In a similar study looking at eagle-vulture relations, Mundy et al. (1986) found that the Black eagle (the African Verreaux's eagle) (Aquila verreauxii Lesson 1830) attacks the nests and young of the Cape Griffon vulture, which shares its principal, mountainous foraging and nesting areas. In some cases, the eagles which nest in pairs would fly into the vulture colony and attack the vultures. Five out of 13 attacks resulted in the removal of a vulture nestling by the attacking eagle. Six attacks were unsuccessful. There were also four attacks by eagles on both Cape vultures and Bearded vultures: these resulted in the death of the former species. The eagle attacks on vulture nestlings and eggs may be seen as predation (Mundy et al. 1986). However, these authors dispute the opinion of Pitman (1960) that the attack on the adult vulture that resulted in its death was predation, because the eagle did not alight on the ground and feed on the vulture. An eagle was once seen eating the nestling of the White-headed vulture, in the nest of the latter, despite the fact that the White-headed vulture (unlike the Cape Griffon Vulture) does not share breeding areas with the eagle.

The Marabou Stork also has important relations with African vultures. This is a huge bird with a height of 152 cm (60 in) and weighing up to 9 kg (20 lbs) (Likoff 1986; Stevenson and Fanshawe 2001). The wingspan has been disputed, with measurements up to 3.7 m (12 ft) and 4.06 m (13.3 ft) published, but there is no verified measurement over 3.19 m (10.5 ft) with most measurements averaging 225-287 cm (7-9 ft). The large bill measures from 26.4 to 35 cm. Females are smaller than males (Hancock et al. 1992).

Marabou storks may wait until the large vultures have opened a kill before they start feeding, but they may also be dominant over vultures, ranking with the Lappet-faced vulture as the most dominant bird at the carcass (Hancock et al. 1992; Cheney 2010).

In Africa, kites and crows are common facultative scavengers that interact with vultures.
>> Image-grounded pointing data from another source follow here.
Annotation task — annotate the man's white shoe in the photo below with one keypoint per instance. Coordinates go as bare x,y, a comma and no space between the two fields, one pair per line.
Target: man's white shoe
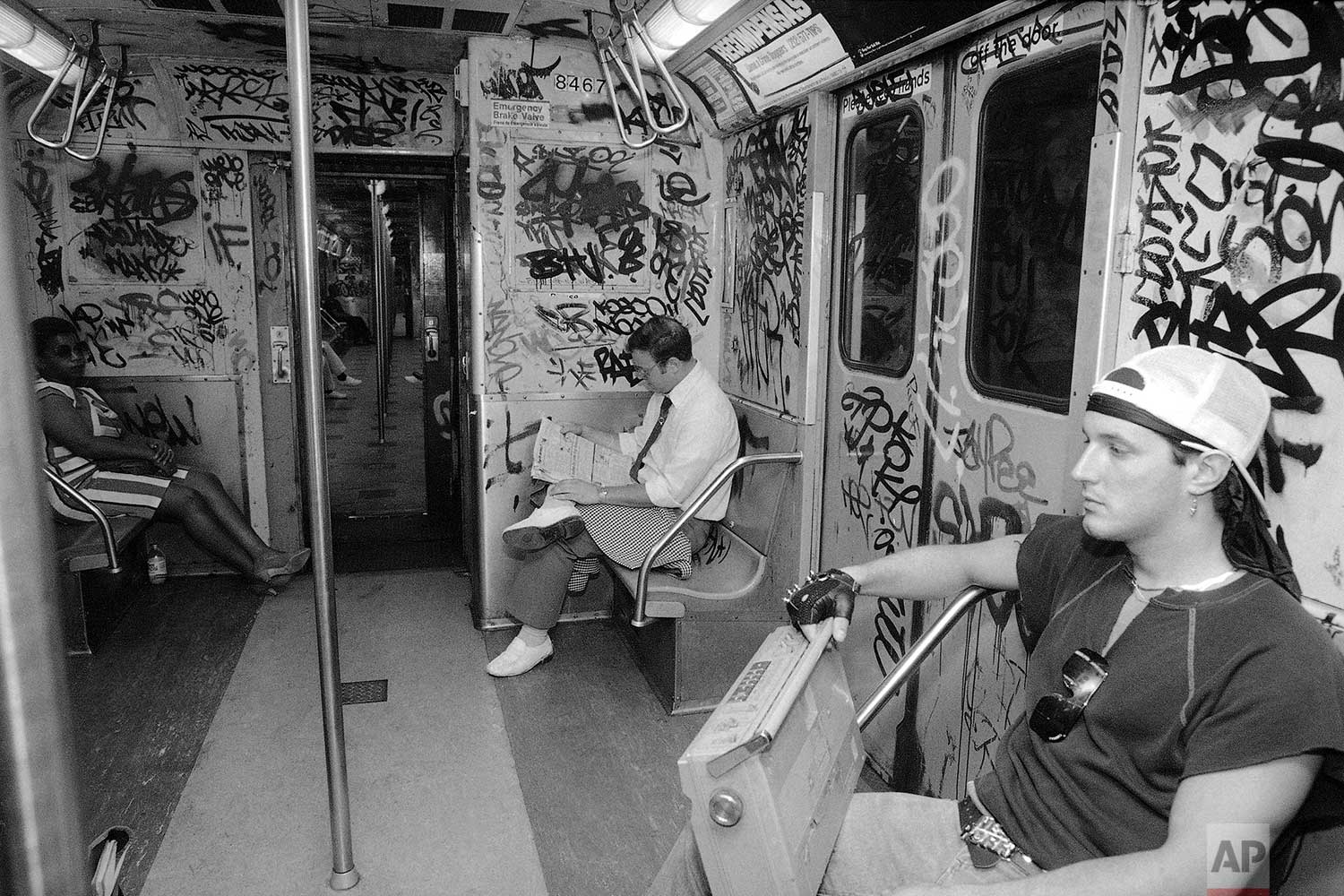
518,659
548,522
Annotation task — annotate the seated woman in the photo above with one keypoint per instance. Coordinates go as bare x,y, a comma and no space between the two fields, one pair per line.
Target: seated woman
128,474
336,306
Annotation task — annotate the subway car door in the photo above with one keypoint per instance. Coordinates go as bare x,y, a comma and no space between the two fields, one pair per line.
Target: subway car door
875,457
1011,340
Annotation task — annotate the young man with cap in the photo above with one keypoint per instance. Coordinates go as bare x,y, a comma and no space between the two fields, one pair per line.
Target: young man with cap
690,435
1180,694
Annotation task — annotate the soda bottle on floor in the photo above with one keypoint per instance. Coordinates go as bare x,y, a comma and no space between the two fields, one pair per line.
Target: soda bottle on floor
158,564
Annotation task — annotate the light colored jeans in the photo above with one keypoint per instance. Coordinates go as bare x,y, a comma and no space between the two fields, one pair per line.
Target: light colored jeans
887,841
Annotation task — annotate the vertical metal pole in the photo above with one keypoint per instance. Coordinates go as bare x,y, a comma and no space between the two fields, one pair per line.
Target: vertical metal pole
382,320
39,806
314,441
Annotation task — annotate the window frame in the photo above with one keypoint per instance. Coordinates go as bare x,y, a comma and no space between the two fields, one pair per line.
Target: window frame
976,303
847,292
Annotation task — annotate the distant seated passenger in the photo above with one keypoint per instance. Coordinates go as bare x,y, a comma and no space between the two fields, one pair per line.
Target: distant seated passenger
1180,700
341,311
128,474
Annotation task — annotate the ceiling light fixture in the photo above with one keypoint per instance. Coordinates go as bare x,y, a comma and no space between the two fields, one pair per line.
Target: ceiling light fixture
32,45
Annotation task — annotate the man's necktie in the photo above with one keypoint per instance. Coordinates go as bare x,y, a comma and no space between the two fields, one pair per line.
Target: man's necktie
653,437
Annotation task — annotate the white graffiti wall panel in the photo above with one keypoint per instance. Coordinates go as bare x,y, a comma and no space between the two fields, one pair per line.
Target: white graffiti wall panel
150,254
139,113
582,237
581,218
766,174
246,105
1239,206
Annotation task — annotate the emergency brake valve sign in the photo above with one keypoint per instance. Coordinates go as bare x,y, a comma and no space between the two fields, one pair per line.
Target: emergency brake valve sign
521,113
773,54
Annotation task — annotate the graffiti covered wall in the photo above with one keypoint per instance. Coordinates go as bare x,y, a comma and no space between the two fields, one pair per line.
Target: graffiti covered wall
246,107
581,239
1239,185
766,172
150,253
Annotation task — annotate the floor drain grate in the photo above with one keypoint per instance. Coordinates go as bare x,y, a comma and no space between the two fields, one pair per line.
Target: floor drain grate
374,691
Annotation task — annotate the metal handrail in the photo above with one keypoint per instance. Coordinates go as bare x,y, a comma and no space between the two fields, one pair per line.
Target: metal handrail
99,516
110,78
965,599
642,589
604,42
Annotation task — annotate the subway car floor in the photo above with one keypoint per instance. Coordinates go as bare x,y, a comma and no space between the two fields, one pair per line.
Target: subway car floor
198,726
378,490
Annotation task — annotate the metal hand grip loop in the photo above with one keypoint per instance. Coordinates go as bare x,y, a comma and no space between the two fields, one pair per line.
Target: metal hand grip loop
642,590
75,107
633,75
110,80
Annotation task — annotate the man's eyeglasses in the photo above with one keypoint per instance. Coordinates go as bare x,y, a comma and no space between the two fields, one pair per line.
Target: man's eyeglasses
1055,715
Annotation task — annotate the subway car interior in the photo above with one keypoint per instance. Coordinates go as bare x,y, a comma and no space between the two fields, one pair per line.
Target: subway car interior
349,261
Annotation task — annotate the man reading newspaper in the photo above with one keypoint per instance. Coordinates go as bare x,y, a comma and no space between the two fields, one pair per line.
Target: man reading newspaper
688,435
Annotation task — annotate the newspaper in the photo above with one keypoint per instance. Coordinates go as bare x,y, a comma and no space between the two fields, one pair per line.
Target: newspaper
569,455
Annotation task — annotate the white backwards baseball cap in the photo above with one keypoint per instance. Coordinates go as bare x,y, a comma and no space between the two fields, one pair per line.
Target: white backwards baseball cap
1193,397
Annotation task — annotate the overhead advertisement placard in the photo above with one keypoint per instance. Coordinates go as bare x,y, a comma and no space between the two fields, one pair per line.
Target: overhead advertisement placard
784,48
776,54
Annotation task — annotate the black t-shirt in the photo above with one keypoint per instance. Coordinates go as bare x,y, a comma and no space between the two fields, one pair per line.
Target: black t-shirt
1199,681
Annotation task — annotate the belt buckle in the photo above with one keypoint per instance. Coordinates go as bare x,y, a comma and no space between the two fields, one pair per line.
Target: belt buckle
984,837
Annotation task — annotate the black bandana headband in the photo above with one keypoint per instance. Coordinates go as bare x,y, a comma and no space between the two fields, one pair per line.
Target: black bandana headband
1246,538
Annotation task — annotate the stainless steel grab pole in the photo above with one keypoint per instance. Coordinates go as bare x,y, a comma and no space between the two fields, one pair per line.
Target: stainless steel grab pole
39,806
382,314
908,664
642,589
314,441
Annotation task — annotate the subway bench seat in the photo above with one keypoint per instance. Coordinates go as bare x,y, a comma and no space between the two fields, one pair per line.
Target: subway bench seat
694,634
94,594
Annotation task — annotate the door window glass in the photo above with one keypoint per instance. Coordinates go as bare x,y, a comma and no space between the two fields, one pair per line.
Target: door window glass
882,241
1035,144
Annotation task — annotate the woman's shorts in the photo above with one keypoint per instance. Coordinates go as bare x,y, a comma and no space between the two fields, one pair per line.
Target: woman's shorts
117,495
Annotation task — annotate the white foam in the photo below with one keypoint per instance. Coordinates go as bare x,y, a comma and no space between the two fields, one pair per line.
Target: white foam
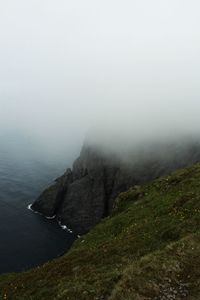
37,212
64,227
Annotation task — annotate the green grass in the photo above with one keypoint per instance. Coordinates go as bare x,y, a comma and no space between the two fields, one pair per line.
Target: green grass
129,254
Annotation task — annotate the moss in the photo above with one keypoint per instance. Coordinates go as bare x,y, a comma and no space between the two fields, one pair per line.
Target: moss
140,233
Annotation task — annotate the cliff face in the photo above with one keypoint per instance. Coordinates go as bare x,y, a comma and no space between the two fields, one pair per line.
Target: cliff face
84,195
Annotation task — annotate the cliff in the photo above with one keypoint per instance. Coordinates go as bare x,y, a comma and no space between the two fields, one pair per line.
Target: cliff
84,195
148,248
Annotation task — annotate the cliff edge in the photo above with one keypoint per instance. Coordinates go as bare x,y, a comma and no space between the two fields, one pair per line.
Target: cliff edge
84,195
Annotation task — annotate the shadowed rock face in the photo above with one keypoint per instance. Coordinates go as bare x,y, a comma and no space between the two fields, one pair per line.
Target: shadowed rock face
84,195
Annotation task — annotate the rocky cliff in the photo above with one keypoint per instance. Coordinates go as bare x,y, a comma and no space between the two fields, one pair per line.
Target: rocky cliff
84,195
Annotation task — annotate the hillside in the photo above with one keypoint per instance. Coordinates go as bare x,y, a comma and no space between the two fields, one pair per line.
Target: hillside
86,193
149,248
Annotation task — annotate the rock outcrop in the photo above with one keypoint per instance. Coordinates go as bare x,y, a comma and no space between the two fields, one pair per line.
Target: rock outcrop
84,195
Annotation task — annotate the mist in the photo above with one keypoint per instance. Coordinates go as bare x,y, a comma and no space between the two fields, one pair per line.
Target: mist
125,71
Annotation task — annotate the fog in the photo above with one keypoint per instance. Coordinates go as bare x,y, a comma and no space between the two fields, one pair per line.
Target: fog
114,70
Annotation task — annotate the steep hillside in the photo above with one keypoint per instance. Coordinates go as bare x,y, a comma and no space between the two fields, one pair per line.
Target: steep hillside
84,195
149,248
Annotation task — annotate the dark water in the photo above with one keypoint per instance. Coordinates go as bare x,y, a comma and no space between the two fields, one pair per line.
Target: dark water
26,239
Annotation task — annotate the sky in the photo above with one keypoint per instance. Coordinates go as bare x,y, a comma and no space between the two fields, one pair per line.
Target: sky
68,68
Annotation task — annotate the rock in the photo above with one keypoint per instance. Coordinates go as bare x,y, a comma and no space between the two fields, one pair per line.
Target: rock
84,195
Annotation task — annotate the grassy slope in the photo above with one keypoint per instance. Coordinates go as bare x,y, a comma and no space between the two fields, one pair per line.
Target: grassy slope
148,249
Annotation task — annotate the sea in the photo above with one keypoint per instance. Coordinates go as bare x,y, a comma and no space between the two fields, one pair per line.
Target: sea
27,239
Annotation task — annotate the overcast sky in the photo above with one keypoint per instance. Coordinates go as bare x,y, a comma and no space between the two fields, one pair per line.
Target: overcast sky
67,66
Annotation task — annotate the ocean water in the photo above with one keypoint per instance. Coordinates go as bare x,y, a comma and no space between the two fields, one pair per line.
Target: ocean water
26,239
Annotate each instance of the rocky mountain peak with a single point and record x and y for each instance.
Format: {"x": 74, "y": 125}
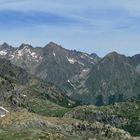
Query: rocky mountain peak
{"x": 5, "y": 46}
{"x": 22, "y": 46}
{"x": 53, "y": 46}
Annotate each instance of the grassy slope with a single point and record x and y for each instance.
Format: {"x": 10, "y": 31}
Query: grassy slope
{"x": 125, "y": 111}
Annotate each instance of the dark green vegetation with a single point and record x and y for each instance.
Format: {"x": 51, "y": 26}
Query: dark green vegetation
{"x": 44, "y": 96}
{"x": 125, "y": 115}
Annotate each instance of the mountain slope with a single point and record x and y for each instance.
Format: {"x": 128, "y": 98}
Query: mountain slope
{"x": 21, "y": 90}
{"x": 51, "y": 63}
{"x": 114, "y": 78}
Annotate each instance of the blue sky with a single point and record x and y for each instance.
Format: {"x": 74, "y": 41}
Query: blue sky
{"x": 93, "y": 26}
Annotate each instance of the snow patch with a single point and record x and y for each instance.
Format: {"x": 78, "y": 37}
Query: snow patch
{"x": 3, "y": 52}
{"x": 71, "y": 60}
{"x": 34, "y": 55}
{"x": 88, "y": 56}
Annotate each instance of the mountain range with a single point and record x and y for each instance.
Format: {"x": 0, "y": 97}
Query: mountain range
{"x": 81, "y": 76}
{"x": 49, "y": 93}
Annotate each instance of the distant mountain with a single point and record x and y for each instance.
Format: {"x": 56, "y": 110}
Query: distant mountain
{"x": 51, "y": 63}
{"x": 81, "y": 76}
{"x": 115, "y": 78}
{"x": 21, "y": 90}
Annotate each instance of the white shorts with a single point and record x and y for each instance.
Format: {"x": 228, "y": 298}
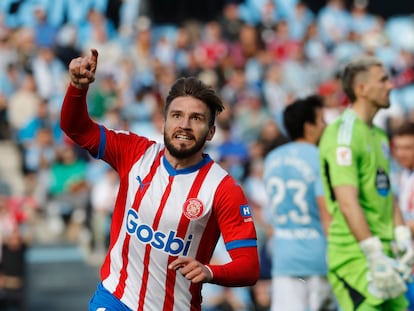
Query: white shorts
{"x": 312, "y": 293}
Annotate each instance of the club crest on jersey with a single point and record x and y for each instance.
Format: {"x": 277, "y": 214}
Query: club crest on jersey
{"x": 193, "y": 208}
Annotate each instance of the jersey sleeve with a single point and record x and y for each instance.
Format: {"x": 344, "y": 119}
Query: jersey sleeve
{"x": 237, "y": 227}
{"x": 118, "y": 148}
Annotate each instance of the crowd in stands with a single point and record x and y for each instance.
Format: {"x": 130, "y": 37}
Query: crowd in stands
{"x": 259, "y": 55}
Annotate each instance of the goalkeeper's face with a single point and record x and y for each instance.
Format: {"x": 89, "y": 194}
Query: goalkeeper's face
{"x": 403, "y": 148}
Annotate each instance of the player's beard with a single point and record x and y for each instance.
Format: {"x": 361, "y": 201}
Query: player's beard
{"x": 182, "y": 153}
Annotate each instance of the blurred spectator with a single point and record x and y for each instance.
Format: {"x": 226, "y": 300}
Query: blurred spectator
{"x": 44, "y": 31}
{"x": 230, "y": 21}
{"x": 14, "y": 240}
{"x": 103, "y": 96}
{"x": 403, "y": 150}
{"x": 275, "y": 96}
{"x": 299, "y": 20}
{"x": 5, "y": 131}
{"x": 66, "y": 47}
{"x": 333, "y": 22}
{"x": 49, "y": 74}
{"x": 68, "y": 193}
{"x": 23, "y": 103}
{"x": 103, "y": 196}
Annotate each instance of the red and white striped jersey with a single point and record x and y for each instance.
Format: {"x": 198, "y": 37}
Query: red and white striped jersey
{"x": 162, "y": 213}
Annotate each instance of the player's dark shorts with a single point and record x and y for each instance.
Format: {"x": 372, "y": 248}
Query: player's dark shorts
{"x": 103, "y": 300}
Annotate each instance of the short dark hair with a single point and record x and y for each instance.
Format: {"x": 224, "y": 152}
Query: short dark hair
{"x": 353, "y": 69}
{"x": 193, "y": 87}
{"x": 299, "y": 112}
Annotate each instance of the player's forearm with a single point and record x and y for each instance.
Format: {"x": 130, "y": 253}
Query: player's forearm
{"x": 243, "y": 270}
{"x": 347, "y": 197}
{"x": 75, "y": 120}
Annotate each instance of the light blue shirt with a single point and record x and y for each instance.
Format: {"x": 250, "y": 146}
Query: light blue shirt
{"x": 293, "y": 183}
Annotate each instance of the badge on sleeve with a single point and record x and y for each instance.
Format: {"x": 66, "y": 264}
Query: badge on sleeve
{"x": 344, "y": 156}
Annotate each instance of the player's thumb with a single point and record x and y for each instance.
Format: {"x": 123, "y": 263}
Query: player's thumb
{"x": 94, "y": 60}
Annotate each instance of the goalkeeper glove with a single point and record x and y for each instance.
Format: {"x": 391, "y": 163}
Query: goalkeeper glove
{"x": 404, "y": 250}
{"x": 384, "y": 280}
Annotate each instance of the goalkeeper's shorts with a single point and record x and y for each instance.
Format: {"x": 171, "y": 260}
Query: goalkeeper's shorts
{"x": 348, "y": 277}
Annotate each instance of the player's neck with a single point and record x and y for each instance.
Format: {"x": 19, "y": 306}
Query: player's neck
{"x": 178, "y": 163}
{"x": 364, "y": 111}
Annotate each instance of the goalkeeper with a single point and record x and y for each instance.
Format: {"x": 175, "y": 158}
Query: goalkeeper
{"x": 366, "y": 272}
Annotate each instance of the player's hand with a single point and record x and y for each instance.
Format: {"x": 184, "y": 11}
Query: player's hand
{"x": 404, "y": 250}
{"x": 82, "y": 70}
{"x": 191, "y": 269}
{"x": 384, "y": 280}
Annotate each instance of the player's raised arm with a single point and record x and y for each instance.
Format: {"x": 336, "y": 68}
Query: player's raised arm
{"x": 82, "y": 70}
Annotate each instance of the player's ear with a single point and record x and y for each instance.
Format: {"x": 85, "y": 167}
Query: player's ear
{"x": 211, "y": 132}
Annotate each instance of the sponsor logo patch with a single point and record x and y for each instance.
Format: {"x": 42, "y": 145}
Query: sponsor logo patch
{"x": 344, "y": 156}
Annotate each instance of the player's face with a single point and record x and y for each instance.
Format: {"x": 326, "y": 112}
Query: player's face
{"x": 378, "y": 87}
{"x": 186, "y": 127}
{"x": 403, "y": 148}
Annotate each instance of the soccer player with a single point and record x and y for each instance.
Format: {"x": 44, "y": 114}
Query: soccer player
{"x": 173, "y": 202}
{"x": 293, "y": 183}
{"x": 355, "y": 166}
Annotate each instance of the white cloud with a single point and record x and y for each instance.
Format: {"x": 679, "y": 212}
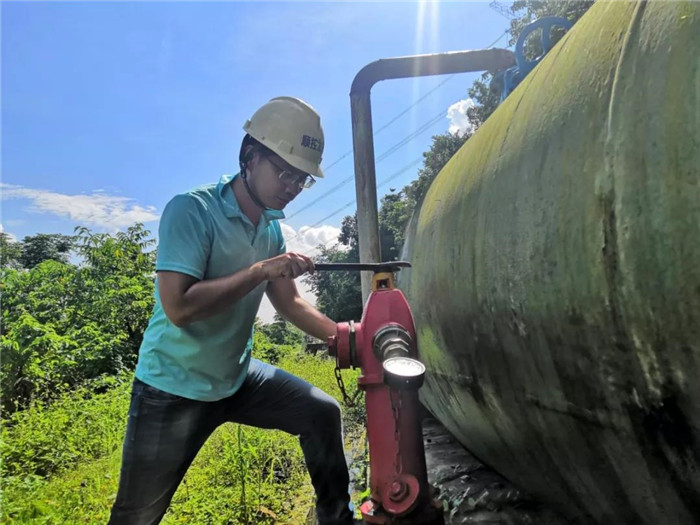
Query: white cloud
{"x": 95, "y": 209}
{"x": 11, "y": 237}
{"x": 457, "y": 115}
{"x": 306, "y": 242}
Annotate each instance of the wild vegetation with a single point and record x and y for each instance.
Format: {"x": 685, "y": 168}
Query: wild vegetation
{"x": 71, "y": 328}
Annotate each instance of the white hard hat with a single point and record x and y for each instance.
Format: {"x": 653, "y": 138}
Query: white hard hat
{"x": 292, "y": 129}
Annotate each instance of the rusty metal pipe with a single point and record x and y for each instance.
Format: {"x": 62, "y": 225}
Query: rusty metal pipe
{"x": 363, "y": 143}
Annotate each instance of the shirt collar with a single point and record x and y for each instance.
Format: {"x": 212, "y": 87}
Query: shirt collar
{"x": 230, "y": 203}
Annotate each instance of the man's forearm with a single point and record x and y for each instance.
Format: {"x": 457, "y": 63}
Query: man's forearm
{"x": 209, "y": 297}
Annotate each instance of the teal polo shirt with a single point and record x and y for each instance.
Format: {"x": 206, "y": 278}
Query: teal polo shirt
{"x": 203, "y": 233}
One study compared the Hooded vulture's foraging and competition with those of the Pied Crow (Corvus albus Statius Muller 1776) and the Black Kite (Milvus migrans Boddaert 1783), classified by some as the Yellow-billed Kite (Milvus aegyptius Gmelin 1788), subspecies Milvus aegyptius parasitus) (Campbell 2009). The findings of this study indicated strong competition between vultures, kites and crows in urban settings, centred around meat and waste production, and human presence.

Vultures competed with crows for meat from butchers' tables in abattoirs. In meat production areas, the vultures were more numerous than the crows or kites, but were less mobile, and tended to fly overhead or perch and stand more often while the crows entered windows and doors. Crows and vultures had similar flight distances of about 2 m (the distance between an approaching human and a bird before the bird takes flight). Vultures, crows and to a lesser extent kites competed in observational perching spots, space for hovering and close soaring and ground forays for snatching of human discards or refuse. Conflicts between birds erupted when people discarded meal remnants, garbage or unwanted trade items.

Both vultures and crows, but not kites, gathered in areas of human communal eating, but unlike the meat production areas, crows outnumbered vultures and were faster when snatching deliberately thrown food. Unlike vultures, crows were more adept at foraging in gutters, on sidewalks, public toilets, under vehicles, house windows and old clothing. In these locations, flight distances were longer than in the meat and waste production areas.

In rural areas, all three species were correlated with human presence, especially farm clearance work, bush fires and tractor ploughing. Vultures, crows and kites perched in branches, the ground or circled overhead. The flight distances were much longer than in urban areas, on average about 9 m, but where there was food crows and to a lesser extent vultures approached to within 1-2 of people. For the vultures and the rarer kites, feeding was largely on animals killed by farm clearers (mostly monitor lizards, rats and snakes), while crows took such food and also human discards, crop residues and insects on the ground and in flight (Campbell 2009).